These don't require unconditional exposure. This can be gated behind a user-accepted doorhanger/permission dialog.
Notably, something similar to Valve's hardware survey would work fine with this mechanism.
* Use the driver/gpu info to estimate performance.
This can be accomplished by getting permission from the user to query this info the first time, then stored.
I would go further, and say this is a much softer requirement than most people believe. Most every game from Flash up to triple-a titles have a long history of letting the user manually select a quality (performance) level.
* Driver X doesn't handle Y properly, so we want to do something different for driver X.

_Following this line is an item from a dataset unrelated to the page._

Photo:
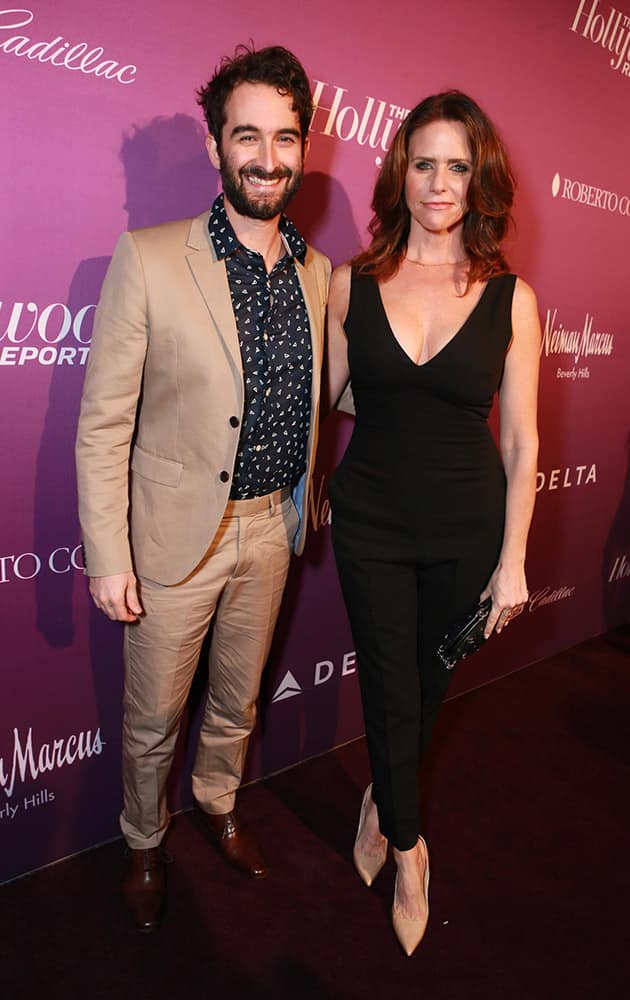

In an emergency, just work around it unconditionally, if possible. (generally possible)
File a bug!
Notably, we've had numerous instances in the past where developers think a driver is buggy, but it's actually spec compliant, and the devs were relying on non-spec assumptions which held steady for only *some* drivers.
Assuming, however, a real issue, this is ideally the browser's job to handle: We're supposed to be offering a consistent API. This is huge, saving everyone else time and money. The pragmatic issue is that it takes more time to ship workarounds to users via the browser than just pushing a patch fix to production.
Selfishly, I'd love it if somehow people were forced to bother us if they hit a driver bug, and it would probably even make the web better for having been reported. (though this is clearly not a good motivation to force compliance by this mechanism) I have discovered the presence of a number of bugs only by overhearing grumbling about them. (Please report bugs! Or at least email us about them)
I think having it gated behind a permission request would solve all major issues.